List input files in history metadata attribute

bcdev / nc2zarr

A Python tool that converts NetCDF files to Zarr format

MIT License

9 stars 3 forks source link

List input files in history metadata attribute #34

Closed pont-us closed 3 years ago

pont-us commented 3 years ago

At present, Zarrs produced by nc2zarr don't contain any indication of the source files from which they were generated. nc2zarr should optionally include a list of source files in the value of the Zarr's history attribute on first generation, and update this value with the additional input files when appending to an existing Zarr.

forman commented 3 years ago

Several metadata attributes may be updated in a CF-compliant way, see section Description of File Contents in the CF conventions.

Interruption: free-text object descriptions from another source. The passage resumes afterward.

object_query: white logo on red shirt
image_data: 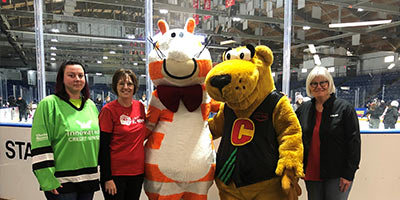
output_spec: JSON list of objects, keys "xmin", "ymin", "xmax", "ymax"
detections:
[{"xmin": 120, "ymin": 115, "xmax": 145, "ymax": 126}]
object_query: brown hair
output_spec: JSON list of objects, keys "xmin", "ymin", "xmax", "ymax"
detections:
[
  {"xmin": 112, "ymin": 69, "xmax": 138, "ymax": 96},
  {"xmin": 55, "ymin": 60, "xmax": 90, "ymax": 102}
]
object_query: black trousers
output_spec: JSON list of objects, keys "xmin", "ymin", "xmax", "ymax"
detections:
[{"xmin": 100, "ymin": 174, "xmax": 144, "ymax": 200}]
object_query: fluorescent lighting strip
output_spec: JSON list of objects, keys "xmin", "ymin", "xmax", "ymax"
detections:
[{"xmin": 329, "ymin": 20, "xmax": 392, "ymax": 28}]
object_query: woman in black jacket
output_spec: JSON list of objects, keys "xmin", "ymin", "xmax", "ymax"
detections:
[{"xmin": 296, "ymin": 66, "xmax": 361, "ymax": 200}]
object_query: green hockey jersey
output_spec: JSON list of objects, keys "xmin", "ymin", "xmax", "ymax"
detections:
[{"xmin": 31, "ymin": 95, "xmax": 100, "ymax": 192}]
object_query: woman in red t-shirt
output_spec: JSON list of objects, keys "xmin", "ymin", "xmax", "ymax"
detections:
[{"xmin": 98, "ymin": 69, "xmax": 146, "ymax": 200}]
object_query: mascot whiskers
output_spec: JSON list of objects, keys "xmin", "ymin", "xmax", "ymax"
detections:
[
  {"xmin": 144, "ymin": 18, "xmax": 216, "ymax": 200},
  {"xmin": 206, "ymin": 44, "xmax": 304, "ymax": 200}
]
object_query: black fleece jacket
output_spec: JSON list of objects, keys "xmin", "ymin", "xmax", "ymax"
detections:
[{"xmin": 296, "ymin": 94, "xmax": 361, "ymax": 181}]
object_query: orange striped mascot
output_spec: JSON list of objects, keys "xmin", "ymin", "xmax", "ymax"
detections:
[{"xmin": 144, "ymin": 18, "xmax": 216, "ymax": 200}]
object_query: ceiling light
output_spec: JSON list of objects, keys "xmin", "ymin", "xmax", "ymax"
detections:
[
  {"xmin": 50, "ymin": 57, "xmax": 56, "ymax": 61},
  {"xmin": 134, "ymin": 63, "xmax": 138, "ymax": 66},
  {"xmin": 232, "ymin": 17, "xmax": 241, "ymax": 22},
  {"xmin": 329, "ymin": 20, "xmax": 392, "ymax": 28},
  {"xmin": 96, "ymin": 72, "xmax": 103, "ymax": 76},
  {"xmin": 50, "ymin": 28, "xmax": 60, "ymax": 33},
  {"xmin": 303, "ymin": 26, "xmax": 311, "ymax": 30},
  {"xmin": 382, "ymin": 36, "xmax": 387, "ymax": 40},
  {"xmin": 357, "ymin": 8, "xmax": 364, "ymax": 12},
  {"xmin": 97, "ymin": 60, "xmax": 102, "ymax": 64},
  {"xmin": 118, "ymin": 44, "xmax": 123, "ymax": 47},
  {"xmin": 51, "ymin": 53, "xmax": 56, "ymax": 56},
  {"xmin": 126, "ymin": 34, "xmax": 135, "ymax": 39},
  {"xmin": 50, "ymin": 47, "xmax": 57, "ymax": 50},
  {"xmin": 51, "ymin": 38, "xmax": 58, "ymax": 42},
  {"xmin": 159, "ymin": 9, "xmax": 168, "ymax": 14},
  {"xmin": 384, "ymin": 56, "xmax": 394, "ymax": 63},
  {"xmin": 308, "ymin": 44, "xmax": 317, "ymax": 54},
  {"xmin": 301, "ymin": 68, "xmax": 307, "ymax": 73},
  {"xmin": 142, "ymin": 58, "xmax": 146, "ymax": 61},
  {"xmin": 109, "ymin": 50, "xmax": 116, "ymax": 54},
  {"xmin": 103, "ymin": 56, "xmax": 108, "ymax": 60},
  {"xmin": 313, "ymin": 54, "xmax": 321, "ymax": 66},
  {"xmin": 388, "ymin": 63, "xmax": 395, "ymax": 69},
  {"xmin": 220, "ymin": 40, "xmax": 236, "ymax": 45}
]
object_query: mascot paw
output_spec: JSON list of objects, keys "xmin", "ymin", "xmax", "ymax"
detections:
[{"xmin": 281, "ymin": 168, "xmax": 301, "ymax": 200}]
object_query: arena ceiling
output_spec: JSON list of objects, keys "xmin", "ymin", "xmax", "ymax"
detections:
[{"xmin": 0, "ymin": 0, "xmax": 399, "ymax": 76}]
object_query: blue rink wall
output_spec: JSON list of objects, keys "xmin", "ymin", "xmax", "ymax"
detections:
[{"xmin": 1, "ymin": 122, "xmax": 400, "ymax": 200}]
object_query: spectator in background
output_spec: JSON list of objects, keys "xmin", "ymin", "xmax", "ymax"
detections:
[
  {"xmin": 295, "ymin": 66, "xmax": 361, "ymax": 200},
  {"xmin": 0, "ymin": 96, "xmax": 3, "ymax": 108},
  {"xmin": 98, "ymin": 69, "xmax": 146, "ymax": 200},
  {"xmin": 364, "ymin": 102, "xmax": 383, "ymax": 129},
  {"xmin": 16, "ymin": 96, "xmax": 28, "ymax": 122},
  {"xmin": 103, "ymin": 95, "xmax": 111, "ymax": 107},
  {"xmin": 293, "ymin": 93, "xmax": 304, "ymax": 111},
  {"xmin": 8, "ymin": 95, "xmax": 17, "ymax": 107},
  {"xmin": 31, "ymin": 60, "xmax": 100, "ymax": 200},
  {"xmin": 95, "ymin": 96, "xmax": 103, "ymax": 112},
  {"xmin": 383, "ymin": 100, "xmax": 399, "ymax": 129}
]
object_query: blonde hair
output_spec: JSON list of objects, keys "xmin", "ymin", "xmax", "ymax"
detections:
[{"xmin": 306, "ymin": 66, "xmax": 336, "ymax": 97}]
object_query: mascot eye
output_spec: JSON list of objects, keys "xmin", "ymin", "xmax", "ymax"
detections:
[
  {"xmin": 238, "ymin": 49, "xmax": 252, "ymax": 61},
  {"xmin": 226, "ymin": 53, "xmax": 231, "ymax": 60},
  {"xmin": 171, "ymin": 32, "xmax": 176, "ymax": 38}
]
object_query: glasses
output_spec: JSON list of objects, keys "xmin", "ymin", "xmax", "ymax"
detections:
[{"xmin": 310, "ymin": 80, "xmax": 329, "ymax": 88}]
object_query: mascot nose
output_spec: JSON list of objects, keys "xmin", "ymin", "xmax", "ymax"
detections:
[{"xmin": 210, "ymin": 74, "xmax": 231, "ymax": 90}]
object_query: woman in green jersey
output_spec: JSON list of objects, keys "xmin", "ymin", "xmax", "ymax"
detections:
[{"xmin": 31, "ymin": 60, "xmax": 100, "ymax": 200}]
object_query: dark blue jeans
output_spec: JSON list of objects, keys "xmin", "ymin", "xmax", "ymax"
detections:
[
  {"xmin": 305, "ymin": 178, "xmax": 353, "ymax": 200},
  {"xmin": 44, "ymin": 191, "xmax": 94, "ymax": 200}
]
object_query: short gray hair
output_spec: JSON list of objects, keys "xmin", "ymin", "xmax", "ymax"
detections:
[{"xmin": 306, "ymin": 66, "xmax": 336, "ymax": 97}]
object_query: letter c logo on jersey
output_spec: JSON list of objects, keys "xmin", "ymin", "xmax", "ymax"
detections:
[{"xmin": 231, "ymin": 118, "xmax": 255, "ymax": 146}]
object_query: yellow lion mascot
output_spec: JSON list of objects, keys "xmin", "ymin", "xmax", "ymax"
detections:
[{"xmin": 205, "ymin": 44, "xmax": 304, "ymax": 200}]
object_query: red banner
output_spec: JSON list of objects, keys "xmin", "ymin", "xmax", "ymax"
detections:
[
  {"xmin": 225, "ymin": 0, "xmax": 235, "ymax": 8},
  {"xmin": 193, "ymin": 0, "xmax": 200, "ymax": 25},
  {"xmin": 204, "ymin": 0, "xmax": 211, "ymax": 20}
]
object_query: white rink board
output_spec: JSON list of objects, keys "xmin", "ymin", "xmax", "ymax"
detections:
[{"xmin": 1, "ymin": 125, "xmax": 400, "ymax": 200}]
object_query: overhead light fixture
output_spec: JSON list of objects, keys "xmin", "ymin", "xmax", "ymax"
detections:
[
  {"xmin": 51, "ymin": 53, "xmax": 56, "ymax": 56},
  {"xmin": 382, "ymin": 36, "xmax": 387, "ymax": 40},
  {"xmin": 384, "ymin": 55, "xmax": 394, "ymax": 63},
  {"xmin": 388, "ymin": 63, "xmax": 395, "ymax": 69},
  {"xmin": 50, "ymin": 28, "xmax": 60, "ymax": 33},
  {"xmin": 329, "ymin": 20, "xmax": 392, "ymax": 28},
  {"xmin": 232, "ymin": 17, "xmax": 241, "ymax": 22},
  {"xmin": 51, "ymin": 38, "xmax": 58, "ymax": 42},
  {"xmin": 133, "ymin": 63, "xmax": 138, "ymax": 66},
  {"xmin": 50, "ymin": 57, "xmax": 56, "ymax": 61},
  {"xmin": 303, "ymin": 26, "xmax": 311, "ymax": 30},
  {"xmin": 103, "ymin": 56, "xmax": 108, "ymax": 60},
  {"xmin": 159, "ymin": 9, "xmax": 168, "ymax": 14},
  {"xmin": 301, "ymin": 68, "xmax": 307, "ymax": 73},
  {"xmin": 308, "ymin": 44, "xmax": 317, "ymax": 54},
  {"xmin": 126, "ymin": 34, "xmax": 135, "ymax": 39},
  {"xmin": 118, "ymin": 44, "xmax": 123, "ymax": 47},
  {"xmin": 109, "ymin": 50, "xmax": 116, "ymax": 54},
  {"xmin": 97, "ymin": 60, "xmax": 102, "ymax": 64},
  {"xmin": 50, "ymin": 46, "xmax": 57, "ymax": 50},
  {"xmin": 96, "ymin": 72, "xmax": 103, "ymax": 76},
  {"xmin": 313, "ymin": 54, "xmax": 321, "ymax": 66},
  {"xmin": 220, "ymin": 40, "xmax": 236, "ymax": 45},
  {"xmin": 357, "ymin": 8, "xmax": 364, "ymax": 12}
]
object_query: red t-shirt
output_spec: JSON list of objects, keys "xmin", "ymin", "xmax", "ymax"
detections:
[
  {"xmin": 99, "ymin": 99, "xmax": 146, "ymax": 176},
  {"xmin": 305, "ymin": 111, "xmax": 322, "ymax": 181}
]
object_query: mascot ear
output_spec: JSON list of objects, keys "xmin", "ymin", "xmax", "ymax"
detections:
[
  {"xmin": 158, "ymin": 19, "xmax": 169, "ymax": 35},
  {"xmin": 185, "ymin": 18, "xmax": 196, "ymax": 33},
  {"xmin": 255, "ymin": 45, "xmax": 274, "ymax": 67},
  {"xmin": 246, "ymin": 44, "xmax": 256, "ymax": 58}
]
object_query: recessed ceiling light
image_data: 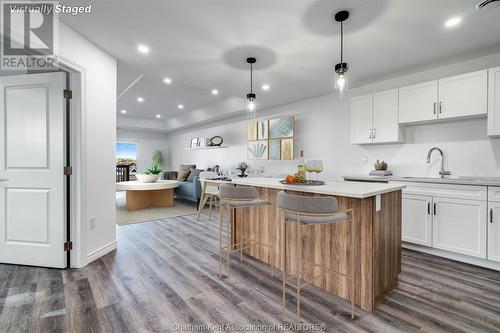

forman commented 3 years ago

Should be resolved together with #20.

pont-us commented 3 years ago

Implementing this will also help with implementation of a related feature request from CloudFerro: the ability to ignore an input file when appending if it has already been ingested into the target Zarr. nc2zarr could check the input pathname or filename against the list in the history attribute before appending.

forman commented 3 years ago

@pont-us Please note:

[x] Append to the history attribute when what has been done: "\n${date}: converted to Zarr using nc2zarr ${version}".
[x] Use the sources attribute to list the sources.
[x] Resolve #20

forman commented 3 years ago

Implementing this will also help with implementation of a related feature request from CloudFerro: the ability to ignore an input file when appending if it has already been ingested into the target Zarr. nc2zarr could check the input pathname or filename against the list in the history attribute before appending.

We should not use metadata to make decisions about the data in the dataset. Whether a timeslice has already been processed or not should be detected by looking into the data: time coordinates. Once it is detected there are two options: ignore new data or replace existing. To replace an existing timeslice by a more up-to-date one is a valid use case we have in other scenarios. (Example: Same Sentinel 3 Level-2 data is beeing processed in a fast lane and another one that takes much more time but has higher data quality. When the second data arrives, the first is replaced.)

pont-us commented 3 years ago

We should not use metadata to make decisions about the data in the dataset. Whether a timeslice has already been processed or not should be detected by looking into the data: time coordinates.

Agreed -- I've opened Issue #41 to discuss implementation of this functionality.